Vector addition/subtraction

\vec{A}:
x- or horizontal component A_H=A \cos \theta;
y- or vertical component A_V= A \sin \theta;
magnitude A=\sqrt{A_H^2 + A_V^2};
\tan \theta = \frac{A_V}{A_H}.
\vec{B}:
x- or horizontal component B_H=B \cos \theta;
y- or vertical component B_V= B \sin \theta;
magnitude B=\sqrt{B_H^2 + B_V^2};
tan \theta =\frac{B_V}{B_H}.

Addition
\vec{C} = \vec{A} + \vec{B}:
x- or horizontal component C_H=A_H + B_H;
y- or vertical component C_V= A_V + B_V;
magnitude C=\sqrt{C_H^2 + C_V^2};
tan \theta =\frac{C_V}{C_H}.

Subtraction
\vec{C} = \vec{A} - \vec{B} = \vec{A} + (\vec{-B}):
x- or horizontal component C_H=A_H - B_H;
y- or vertical component C_V= A_V - B_V;
magnitude C=\sqrt{C_H^2 + C_V^2};
tan \theta =\frac{C_V}{C_H}.

Vector quantites

have magnitude and direction.
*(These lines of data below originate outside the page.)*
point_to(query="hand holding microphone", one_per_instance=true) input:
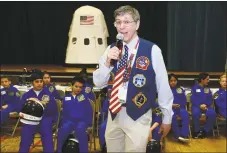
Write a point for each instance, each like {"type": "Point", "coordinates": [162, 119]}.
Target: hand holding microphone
{"type": "Point", "coordinates": [114, 53]}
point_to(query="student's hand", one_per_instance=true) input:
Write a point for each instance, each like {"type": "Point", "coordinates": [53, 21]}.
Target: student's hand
{"type": "Point", "coordinates": [113, 53]}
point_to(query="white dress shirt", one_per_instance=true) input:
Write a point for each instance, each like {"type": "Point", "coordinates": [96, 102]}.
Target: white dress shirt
{"type": "Point", "coordinates": [165, 96]}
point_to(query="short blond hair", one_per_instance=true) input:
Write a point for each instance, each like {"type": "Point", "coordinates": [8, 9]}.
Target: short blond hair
{"type": "Point", "coordinates": [127, 9]}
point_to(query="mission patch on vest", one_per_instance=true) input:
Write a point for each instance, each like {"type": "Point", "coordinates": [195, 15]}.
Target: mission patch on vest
{"type": "Point", "coordinates": [139, 80]}
{"type": "Point", "coordinates": [142, 62]}
{"type": "Point", "coordinates": [206, 90]}
{"type": "Point", "coordinates": [11, 93]}
{"type": "Point", "coordinates": [51, 89]}
{"type": "Point", "coordinates": [45, 98]}
{"type": "Point", "coordinates": [87, 89]}
{"type": "Point", "coordinates": [139, 99]}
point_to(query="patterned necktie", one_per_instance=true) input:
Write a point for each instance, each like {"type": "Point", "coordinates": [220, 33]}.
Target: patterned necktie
{"type": "Point", "coordinates": [115, 105]}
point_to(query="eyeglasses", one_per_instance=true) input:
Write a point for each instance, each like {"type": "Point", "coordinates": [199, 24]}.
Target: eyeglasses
{"type": "Point", "coordinates": [126, 23]}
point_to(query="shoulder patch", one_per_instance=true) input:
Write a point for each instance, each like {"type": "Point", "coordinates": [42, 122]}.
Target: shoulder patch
{"type": "Point", "coordinates": [80, 98]}
{"type": "Point", "coordinates": [87, 89]}
{"type": "Point", "coordinates": [206, 90]}
{"type": "Point", "coordinates": [17, 94]}
{"type": "Point", "coordinates": [216, 95]}
{"type": "Point", "coordinates": [51, 89]}
{"type": "Point", "coordinates": [10, 93]}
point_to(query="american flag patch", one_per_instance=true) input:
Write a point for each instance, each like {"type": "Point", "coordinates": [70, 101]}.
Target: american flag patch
{"type": "Point", "coordinates": [86, 20]}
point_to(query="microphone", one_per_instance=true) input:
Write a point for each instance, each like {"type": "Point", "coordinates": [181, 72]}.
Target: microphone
{"type": "Point", "coordinates": [119, 45]}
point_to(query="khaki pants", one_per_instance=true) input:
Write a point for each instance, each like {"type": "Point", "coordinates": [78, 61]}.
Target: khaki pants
{"type": "Point", "coordinates": [123, 134]}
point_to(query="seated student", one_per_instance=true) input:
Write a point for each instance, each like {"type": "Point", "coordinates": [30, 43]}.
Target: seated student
{"type": "Point", "coordinates": [9, 101]}
{"type": "Point", "coordinates": [179, 110]}
{"type": "Point", "coordinates": [76, 116]}
{"type": "Point", "coordinates": [201, 99]}
{"type": "Point", "coordinates": [29, 128]}
{"type": "Point", "coordinates": [220, 97]}
{"type": "Point", "coordinates": [155, 137]}
{"type": "Point", "coordinates": [49, 86]}
{"type": "Point", "coordinates": [87, 87]}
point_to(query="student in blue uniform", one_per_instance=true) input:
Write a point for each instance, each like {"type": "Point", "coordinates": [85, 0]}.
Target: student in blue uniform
{"type": "Point", "coordinates": [87, 87]}
{"type": "Point", "coordinates": [220, 97]}
{"type": "Point", "coordinates": [9, 101]}
{"type": "Point", "coordinates": [76, 116]}
{"type": "Point", "coordinates": [201, 99]}
{"type": "Point", "coordinates": [179, 109]}
{"type": "Point", "coordinates": [49, 86]}
{"type": "Point", "coordinates": [45, 126]}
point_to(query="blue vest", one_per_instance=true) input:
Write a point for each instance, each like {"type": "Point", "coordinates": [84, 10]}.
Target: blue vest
{"type": "Point", "coordinates": [142, 85]}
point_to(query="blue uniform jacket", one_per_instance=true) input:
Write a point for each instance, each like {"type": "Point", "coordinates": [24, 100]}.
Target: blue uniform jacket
{"type": "Point", "coordinates": [220, 101]}
{"type": "Point", "coordinates": [11, 97]}
{"type": "Point", "coordinates": [88, 90]}
{"type": "Point", "coordinates": [50, 109]}
{"type": "Point", "coordinates": [179, 97]}
{"type": "Point", "coordinates": [53, 90]}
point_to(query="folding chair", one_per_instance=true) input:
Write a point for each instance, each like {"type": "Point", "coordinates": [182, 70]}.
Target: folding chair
{"type": "Point", "coordinates": [91, 130]}
{"type": "Point", "coordinates": [13, 116]}
{"type": "Point", "coordinates": [202, 118]}
{"type": "Point", "coordinates": [220, 120]}
{"type": "Point", "coordinates": [55, 126]}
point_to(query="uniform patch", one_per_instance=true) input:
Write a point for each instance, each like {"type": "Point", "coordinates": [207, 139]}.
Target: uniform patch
{"type": "Point", "coordinates": [3, 92]}
{"type": "Point", "coordinates": [80, 97]}
{"type": "Point", "coordinates": [51, 89]}
{"type": "Point", "coordinates": [139, 100]}
{"type": "Point", "coordinates": [157, 111]}
{"type": "Point", "coordinates": [87, 89]}
{"type": "Point", "coordinates": [179, 91]}
{"type": "Point", "coordinates": [206, 90]}
{"type": "Point", "coordinates": [67, 98]}
{"type": "Point", "coordinates": [46, 98]}
{"type": "Point", "coordinates": [139, 80]}
{"type": "Point", "coordinates": [17, 94]}
{"type": "Point", "coordinates": [216, 96]}
{"type": "Point", "coordinates": [11, 93]}
{"type": "Point", "coordinates": [142, 62]}
{"type": "Point", "coordinates": [111, 78]}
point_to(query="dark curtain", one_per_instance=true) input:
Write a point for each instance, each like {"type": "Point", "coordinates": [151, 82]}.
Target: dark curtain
{"type": "Point", "coordinates": [37, 32]}
{"type": "Point", "coordinates": [196, 36]}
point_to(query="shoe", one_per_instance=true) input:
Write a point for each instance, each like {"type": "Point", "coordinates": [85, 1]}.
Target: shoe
{"type": "Point", "coordinates": [183, 139]}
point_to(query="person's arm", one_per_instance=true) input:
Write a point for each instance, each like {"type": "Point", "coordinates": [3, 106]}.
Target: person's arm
{"type": "Point", "coordinates": [102, 74]}
{"type": "Point", "coordinates": [165, 95]}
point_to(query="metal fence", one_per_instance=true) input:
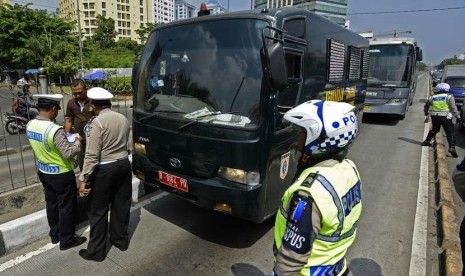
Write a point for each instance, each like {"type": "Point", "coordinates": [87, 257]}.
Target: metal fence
{"type": "Point", "coordinates": [17, 161]}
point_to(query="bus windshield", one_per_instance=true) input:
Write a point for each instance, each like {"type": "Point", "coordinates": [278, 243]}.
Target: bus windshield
{"type": "Point", "coordinates": [209, 72]}
{"type": "Point", "coordinates": [390, 65]}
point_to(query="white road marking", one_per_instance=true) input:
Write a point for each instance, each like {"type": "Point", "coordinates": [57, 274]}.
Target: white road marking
{"type": "Point", "coordinates": [85, 229]}
{"type": "Point", "coordinates": [22, 258]}
{"type": "Point", "coordinates": [419, 240]}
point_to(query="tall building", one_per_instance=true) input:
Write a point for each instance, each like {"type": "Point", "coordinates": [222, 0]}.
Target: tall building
{"type": "Point", "coordinates": [184, 10]}
{"type": "Point", "coordinates": [214, 7]}
{"type": "Point", "coordinates": [129, 15]}
{"type": "Point", "coordinates": [163, 10]}
{"type": "Point", "coordinates": [335, 10]}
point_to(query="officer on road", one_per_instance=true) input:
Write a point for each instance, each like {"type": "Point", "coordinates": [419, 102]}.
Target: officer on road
{"type": "Point", "coordinates": [55, 162]}
{"type": "Point", "coordinates": [317, 220]}
{"type": "Point", "coordinates": [106, 177]}
{"type": "Point", "coordinates": [442, 107]}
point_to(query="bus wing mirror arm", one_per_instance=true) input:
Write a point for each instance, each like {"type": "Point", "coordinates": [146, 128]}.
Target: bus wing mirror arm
{"type": "Point", "coordinates": [277, 66]}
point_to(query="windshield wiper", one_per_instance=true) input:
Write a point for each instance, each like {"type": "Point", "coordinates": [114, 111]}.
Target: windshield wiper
{"type": "Point", "coordinates": [156, 112]}
{"type": "Point", "coordinates": [195, 120]}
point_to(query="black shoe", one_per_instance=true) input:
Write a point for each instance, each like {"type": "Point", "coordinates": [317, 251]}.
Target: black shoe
{"type": "Point", "coordinates": [55, 240]}
{"type": "Point", "coordinates": [453, 152]}
{"type": "Point", "coordinates": [122, 248]}
{"type": "Point", "coordinates": [83, 253]}
{"type": "Point", "coordinates": [77, 241]}
{"type": "Point", "coordinates": [426, 144]}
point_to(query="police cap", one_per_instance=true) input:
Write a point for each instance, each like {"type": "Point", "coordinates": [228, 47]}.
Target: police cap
{"type": "Point", "coordinates": [99, 94]}
{"type": "Point", "coordinates": [48, 100]}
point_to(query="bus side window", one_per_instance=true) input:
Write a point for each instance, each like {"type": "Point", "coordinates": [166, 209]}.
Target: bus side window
{"type": "Point", "coordinates": [287, 98]}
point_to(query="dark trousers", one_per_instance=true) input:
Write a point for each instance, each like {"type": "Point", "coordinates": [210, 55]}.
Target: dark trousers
{"type": "Point", "coordinates": [111, 190]}
{"type": "Point", "coordinates": [437, 122]}
{"type": "Point", "coordinates": [462, 244]}
{"type": "Point", "coordinates": [60, 197]}
{"type": "Point", "coordinates": [81, 155]}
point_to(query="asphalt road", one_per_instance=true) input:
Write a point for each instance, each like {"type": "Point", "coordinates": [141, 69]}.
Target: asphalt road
{"type": "Point", "coordinates": [170, 236]}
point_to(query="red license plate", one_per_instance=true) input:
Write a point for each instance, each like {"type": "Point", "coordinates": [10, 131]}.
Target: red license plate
{"type": "Point", "coordinates": [173, 181]}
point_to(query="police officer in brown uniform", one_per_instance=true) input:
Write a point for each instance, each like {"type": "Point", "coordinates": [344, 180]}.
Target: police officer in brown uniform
{"type": "Point", "coordinates": [78, 113]}
{"type": "Point", "coordinates": [106, 177]}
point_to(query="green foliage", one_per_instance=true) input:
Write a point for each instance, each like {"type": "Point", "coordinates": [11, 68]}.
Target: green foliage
{"type": "Point", "coordinates": [29, 36]}
{"type": "Point", "coordinates": [145, 31]}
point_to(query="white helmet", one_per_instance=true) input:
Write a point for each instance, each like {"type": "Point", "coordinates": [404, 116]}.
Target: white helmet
{"type": "Point", "coordinates": [330, 126]}
{"type": "Point", "coordinates": [442, 87]}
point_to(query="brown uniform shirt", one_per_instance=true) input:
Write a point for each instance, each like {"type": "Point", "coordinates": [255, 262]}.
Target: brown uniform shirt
{"type": "Point", "coordinates": [80, 118]}
{"type": "Point", "coordinates": [107, 141]}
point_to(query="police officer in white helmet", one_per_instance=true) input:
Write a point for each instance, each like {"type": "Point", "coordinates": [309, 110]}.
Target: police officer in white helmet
{"type": "Point", "coordinates": [106, 177]}
{"type": "Point", "coordinates": [442, 108]}
{"type": "Point", "coordinates": [317, 220]}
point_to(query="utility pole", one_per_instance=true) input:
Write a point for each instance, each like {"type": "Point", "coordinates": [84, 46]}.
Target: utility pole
{"type": "Point", "coordinates": [80, 38]}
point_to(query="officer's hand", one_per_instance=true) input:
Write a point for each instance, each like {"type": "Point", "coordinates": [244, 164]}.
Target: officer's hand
{"type": "Point", "coordinates": [82, 189]}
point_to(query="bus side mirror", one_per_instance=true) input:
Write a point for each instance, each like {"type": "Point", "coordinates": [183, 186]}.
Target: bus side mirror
{"type": "Point", "coordinates": [277, 66]}
{"type": "Point", "coordinates": [420, 54]}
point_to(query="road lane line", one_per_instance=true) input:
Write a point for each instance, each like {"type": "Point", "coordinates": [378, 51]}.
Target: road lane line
{"type": "Point", "coordinates": [419, 240]}
{"type": "Point", "coordinates": [83, 229]}
{"type": "Point", "coordinates": [22, 258]}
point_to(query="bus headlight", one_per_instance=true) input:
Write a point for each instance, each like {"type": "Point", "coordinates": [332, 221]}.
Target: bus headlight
{"type": "Point", "coordinates": [139, 148]}
{"type": "Point", "coordinates": [251, 178]}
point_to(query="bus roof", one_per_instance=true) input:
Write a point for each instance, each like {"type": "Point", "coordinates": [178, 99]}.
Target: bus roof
{"type": "Point", "coordinates": [392, 41]}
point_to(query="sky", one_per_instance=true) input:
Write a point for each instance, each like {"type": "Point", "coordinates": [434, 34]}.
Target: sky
{"type": "Point", "coordinates": [440, 33]}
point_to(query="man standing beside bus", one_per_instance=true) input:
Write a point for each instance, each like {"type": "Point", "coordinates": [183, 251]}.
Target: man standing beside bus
{"type": "Point", "coordinates": [316, 222]}
{"type": "Point", "coordinates": [441, 106]}
{"type": "Point", "coordinates": [106, 177]}
{"type": "Point", "coordinates": [78, 113]}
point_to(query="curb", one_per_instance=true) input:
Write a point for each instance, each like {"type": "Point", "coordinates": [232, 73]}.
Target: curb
{"type": "Point", "coordinates": [25, 230]}
{"type": "Point", "coordinates": [449, 240]}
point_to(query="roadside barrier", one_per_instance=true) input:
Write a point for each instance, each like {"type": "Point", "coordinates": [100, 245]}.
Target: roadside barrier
{"type": "Point", "coordinates": [448, 240]}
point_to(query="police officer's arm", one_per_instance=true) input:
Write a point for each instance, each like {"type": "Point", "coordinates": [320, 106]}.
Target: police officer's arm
{"type": "Point", "coordinates": [67, 151]}
{"type": "Point", "coordinates": [299, 235]}
{"type": "Point", "coordinates": [427, 105]}
{"type": "Point", "coordinates": [68, 117]}
{"type": "Point", "coordinates": [93, 150]}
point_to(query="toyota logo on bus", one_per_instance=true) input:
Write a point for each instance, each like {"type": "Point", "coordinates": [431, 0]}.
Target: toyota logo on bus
{"type": "Point", "coordinates": [175, 162]}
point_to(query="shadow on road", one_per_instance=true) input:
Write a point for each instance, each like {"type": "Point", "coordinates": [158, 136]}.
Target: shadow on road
{"type": "Point", "coordinates": [364, 266]}
{"type": "Point", "coordinates": [242, 269]}
{"type": "Point", "coordinates": [380, 119]}
{"type": "Point", "coordinates": [209, 225]}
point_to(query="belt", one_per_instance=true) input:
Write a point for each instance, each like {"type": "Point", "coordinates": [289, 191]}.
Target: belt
{"type": "Point", "coordinates": [439, 113]}
{"type": "Point", "coordinates": [111, 161]}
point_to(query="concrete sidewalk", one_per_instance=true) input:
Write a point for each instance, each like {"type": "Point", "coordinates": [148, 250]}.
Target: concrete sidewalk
{"type": "Point", "coordinates": [25, 230]}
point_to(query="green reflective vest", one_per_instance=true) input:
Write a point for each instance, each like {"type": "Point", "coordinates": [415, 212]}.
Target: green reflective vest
{"type": "Point", "coordinates": [336, 192]}
{"type": "Point", "coordinates": [439, 102]}
{"type": "Point", "coordinates": [49, 159]}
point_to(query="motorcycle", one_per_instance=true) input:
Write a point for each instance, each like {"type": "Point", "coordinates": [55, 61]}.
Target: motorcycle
{"type": "Point", "coordinates": [14, 123]}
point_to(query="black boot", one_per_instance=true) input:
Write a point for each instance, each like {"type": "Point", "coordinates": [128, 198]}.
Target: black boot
{"type": "Point", "coordinates": [426, 143]}
{"type": "Point", "coordinates": [453, 152]}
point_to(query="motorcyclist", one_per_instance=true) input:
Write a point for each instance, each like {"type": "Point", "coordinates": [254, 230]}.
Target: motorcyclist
{"type": "Point", "coordinates": [25, 106]}
{"type": "Point", "coordinates": [441, 106]}
{"type": "Point", "coordinates": [317, 220]}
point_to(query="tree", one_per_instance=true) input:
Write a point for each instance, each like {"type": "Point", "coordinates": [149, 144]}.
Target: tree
{"type": "Point", "coordinates": [105, 33]}
{"type": "Point", "coordinates": [24, 30]}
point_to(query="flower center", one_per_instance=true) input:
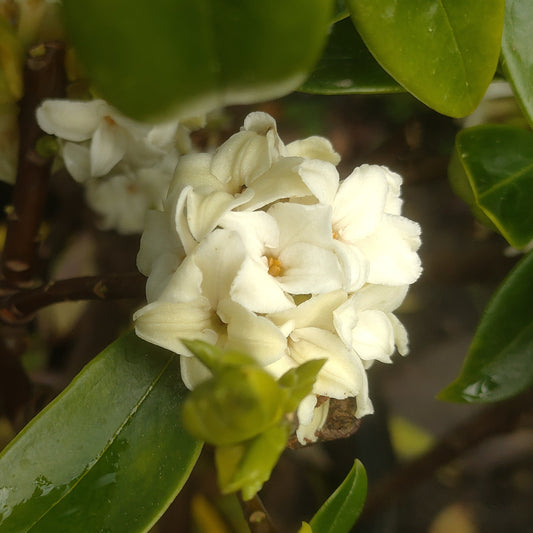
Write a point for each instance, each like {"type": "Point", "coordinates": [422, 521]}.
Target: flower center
{"type": "Point", "coordinates": [274, 266]}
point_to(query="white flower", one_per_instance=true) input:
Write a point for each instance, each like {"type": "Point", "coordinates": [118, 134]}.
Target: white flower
{"type": "Point", "coordinates": [366, 324]}
{"type": "Point", "coordinates": [196, 305]}
{"type": "Point", "coordinates": [98, 137]}
{"type": "Point", "coordinates": [260, 247]}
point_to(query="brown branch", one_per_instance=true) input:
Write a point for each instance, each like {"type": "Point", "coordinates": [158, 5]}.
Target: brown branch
{"type": "Point", "coordinates": [499, 418]}
{"type": "Point", "coordinates": [257, 516]}
{"type": "Point", "coordinates": [21, 306]}
{"type": "Point", "coordinates": [43, 78]}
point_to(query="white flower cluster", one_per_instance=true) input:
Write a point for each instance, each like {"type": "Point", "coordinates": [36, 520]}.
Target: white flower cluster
{"type": "Point", "coordinates": [260, 247]}
{"type": "Point", "coordinates": [126, 166]}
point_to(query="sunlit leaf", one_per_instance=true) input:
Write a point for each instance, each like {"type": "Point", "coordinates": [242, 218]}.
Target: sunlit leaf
{"type": "Point", "coordinates": [247, 465]}
{"type": "Point", "coordinates": [492, 170]}
{"type": "Point", "coordinates": [500, 360]}
{"type": "Point", "coordinates": [517, 51]}
{"type": "Point", "coordinates": [443, 51]}
{"type": "Point", "coordinates": [151, 57]}
{"type": "Point", "coordinates": [341, 510]}
{"type": "Point", "coordinates": [347, 67]}
{"type": "Point", "coordinates": [11, 59]}
{"type": "Point", "coordinates": [340, 11]}
{"type": "Point", "coordinates": [109, 454]}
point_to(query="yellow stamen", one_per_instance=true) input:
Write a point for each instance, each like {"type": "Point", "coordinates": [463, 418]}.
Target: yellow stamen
{"type": "Point", "coordinates": [274, 266]}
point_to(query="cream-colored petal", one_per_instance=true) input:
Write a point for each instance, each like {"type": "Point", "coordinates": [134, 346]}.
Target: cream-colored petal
{"type": "Point", "coordinates": [400, 335]}
{"type": "Point", "coordinates": [258, 231]}
{"type": "Point", "coordinates": [354, 265]}
{"type": "Point", "coordinates": [316, 312]}
{"type": "Point", "coordinates": [219, 256]}
{"type": "Point", "coordinates": [165, 323]}
{"type": "Point", "coordinates": [314, 148]}
{"type": "Point", "coordinates": [373, 336]}
{"type": "Point", "coordinates": [193, 372]}
{"type": "Point", "coordinates": [77, 159]}
{"type": "Point", "coordinates": [359, 204]}
{"type": "Point", "coordinates": [280, 181]}
{"type": "Point", "coordinates": [309, 269]}
{"type": "Point", "coordinates": [252, 334]}
{"type": "Point", "coordinates": [303, 224]}
{"type": "Point", "coordinates": [256, 290]}
{"type": "Point", "coordinates": [342, 375]}
{"type": "Point", "coordinates": [321, 178]}
{"type": "Point", "coordinates": [71, 120]}
{"type": "Point", "coordinates": [107, 148]}
{"type": "Point", "coordinates": [391, 252]}
{"type": "Point", "coordinates": [158, 238]}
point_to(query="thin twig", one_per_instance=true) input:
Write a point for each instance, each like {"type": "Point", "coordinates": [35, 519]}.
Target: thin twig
{"type": "Point", "coordinates": [499, 418]}
{"type": "Point", "coordinates": [257, 516]}
{"type": "Point", "coordinates": [43, 78]}
{"type": "Point", "coordinates": [22, 305]}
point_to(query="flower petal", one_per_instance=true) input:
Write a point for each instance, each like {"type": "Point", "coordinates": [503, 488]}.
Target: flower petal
{"type": "Point", "coordinates": [258, 291]}
{"type": "Point", "coordinates": [71, 120]}
{"type": "Point", "coordinates": [321, 178]}
{"type": "Point", "coordinates": [252, 334]}
{"type": "Point", "coordinates": [107, 148]}
{"type": "Point", "coordinates": [314, 148]}
{"type": "Point", "coordinates": [165, 323]}
{"type": "Point", "coordinates": [391, 251]}
{"type": "Point", "coordinates": [77, 159]}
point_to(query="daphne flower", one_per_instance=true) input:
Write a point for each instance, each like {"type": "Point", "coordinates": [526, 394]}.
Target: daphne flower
{"type": "Point", "coordinates": [260, 247]}
{"type": "Point", "coordinates": [196, 305]}
{"type": "Point", "coordinates": [97, 136]}
{"type": "Point", "coordinates": [289, 247]}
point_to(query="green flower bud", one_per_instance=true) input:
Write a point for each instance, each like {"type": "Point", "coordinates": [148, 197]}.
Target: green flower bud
{"type": "Point", "coordinates": [233, 406]}
{"type": "Point", "coordinates": [246, 466]}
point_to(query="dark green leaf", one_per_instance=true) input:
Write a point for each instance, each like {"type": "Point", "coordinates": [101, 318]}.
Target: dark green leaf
{"type": "Point", "coordinates": [341, 510]}
{"type": "Point", "coordinates": [492, 170]}
{"type": "Point", "coordinates": [517, 51]}
{"type": "Point", "coordinates": [151, 57]}
{"type": "Point", "coordinates": [500, 360]}
{"type": "Point", "coordinates": [443, 51]}
{"type": "Point", "coordinates": [109, 454]}
{"type": "Point", "coordinates": [347, 67]}
{"type": "Point", "coordinates": [340, 11]}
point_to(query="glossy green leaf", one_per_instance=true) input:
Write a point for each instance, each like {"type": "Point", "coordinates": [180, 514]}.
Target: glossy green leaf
{"type": "Point", "coordinates": [247, 465]}
{"type": "Point", "coordinates": [500, 360]}
{"type": "Point", "coordinates": [11, 60]}
{"type": "Point", "coordinates": [109, 454]}
{"type": "Point", "coordinates": [151, 57]}
{"type": "Point", "coordinates": [517, 51]}
{"type": "Point", "coordinates": [341, 510]}
{"type": "Point", "coordinates": [492, 170]}
{"type": "Point", "coordinates": [347, 67]}
{"type": "Point", "coordinates": [444, 52]}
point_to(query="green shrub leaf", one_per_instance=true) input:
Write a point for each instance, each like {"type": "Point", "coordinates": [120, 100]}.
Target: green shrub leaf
{"type": "Point", "coordinates": [151, 57]}
{"type": "Point", "coordinates": [443, 51]}
{"type": "Point", "coordinates": [492, 170]}
{"type": "Point", "coordinates": [347, 67]}
{"type": "Point", "coordinates": [109, 454]}
{"type": "Point", "coordinates": [341, 510]}
{"type": "Point", "coordinates": [500, 360]}
{"type": "Point", "coordinates": [517, 51]}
Direction or changes in direction have an effect on vector quantities. Examples include displacement, velocity, acceleration, force, momentum and field strength.

Velocity

is the rate of change of displacement. (d)
v=\frac{\Delta s}{\Delta t}.

Visual binary stars

are stars of a system that are visible as separate stars (with unaided eye or through a telescope/binoculars)

Voltmeter

measures potential difference across a component. It is placed parallel to the component. An ideal voltmeter has infinite resistance so that no current flows through it.